Version originale du texte intégral

Version française abrégée

Introduction et cadre géologique

Dans le Sud-Ouest de l'Ibérie, la limite entre la zone d'Ossa Morena et la zone Sud-Portugaise est considérée comme la suture représentant la fermeture de l'océan Rhéïque (Fig. 1). Une unité amphibolitique d'affinité océanique marque ce contact tectonique majeur [4,5,9,11–13,25]. Un complexe de suture allochtone, moins bien connu, affleure au sud-ouest d'Ossa Morena (Fig. 1), au nord de la bande de l'amphibolite océanique, comprenant une large unité de métapélites (schistes de Cubito-Moura) et des affleurements épars d'éclogites et d'ophiolites en association avec des marbres [14]. La faible exposition et la déformation syn-collisionnelle sont parmi les raisons expliquant la connaissance insuffisante actuelle du complexe de la suture allochtone [2]. De plus, les techniques classiques de pétrologie métamorphique sont inadéquates pour détecter l'évolution HP des métapélites de grade métamorphique inférieur. Nous présentons ici les premiers résultats thermobarométriques des conditions PT subies par les schistes de Cubito-Moura, à partir de l'équilibre local des assemblages chlorite-micas-quartz ± chloritoïde.

Fig. 1

Simplified geological sketch of the Iberian Peninsula showing the main zones and the location of the Cubito–Moura schists.

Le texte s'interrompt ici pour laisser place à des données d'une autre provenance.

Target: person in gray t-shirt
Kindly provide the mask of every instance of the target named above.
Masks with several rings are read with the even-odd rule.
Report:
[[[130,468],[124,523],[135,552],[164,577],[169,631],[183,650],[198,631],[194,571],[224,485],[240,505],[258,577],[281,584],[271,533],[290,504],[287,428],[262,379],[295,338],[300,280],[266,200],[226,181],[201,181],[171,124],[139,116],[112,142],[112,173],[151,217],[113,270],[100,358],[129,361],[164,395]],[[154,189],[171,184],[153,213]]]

Schéma géologique simplifié de la péninsule Ibérique, montrant les zones majeures et la localisation des schistes du Cubito–Moura.

Pétrographie et minéralogie

Les schistes de Cubito-Moura sont caractérisés par un clivage pénétratif de crénulation (S2), qui constitue leur foliation principale (Fig. 2). Une schistosité antérieure est préservée dans des domaines lenticulaires du clivage S2, principalement dans les lithologies riches en quartz (Fig. 3). Ces microstructures sont localement affectées par des plis asymétriques à vergence sud, associés à un clivage (S3) de plan axial. Les paragenèses minérales présentes dans les schistes sont des assemblages à haute variance, formées de mica blanc potassique, de chlorite, de quartz, de tourmaline, ± magnétite, ± ilménite, ± rutile, ± paragonite, ± chloritoïde, ± albite, ± apatite, ± xénotime. Des cavités fibreuses à albite, apatite et oxydes de fer sont fréquemment observées dans des veines de quartz plissées et transposées par la foliation principale S2 (Fig. 2A et B).

Fig. 2

(A) Pre-S2 quartz vein with fibre-shaped voids (carpholite pseudomorphs ?). (B) The same type of quartz vein affected by a fold related to the main foliation (S2).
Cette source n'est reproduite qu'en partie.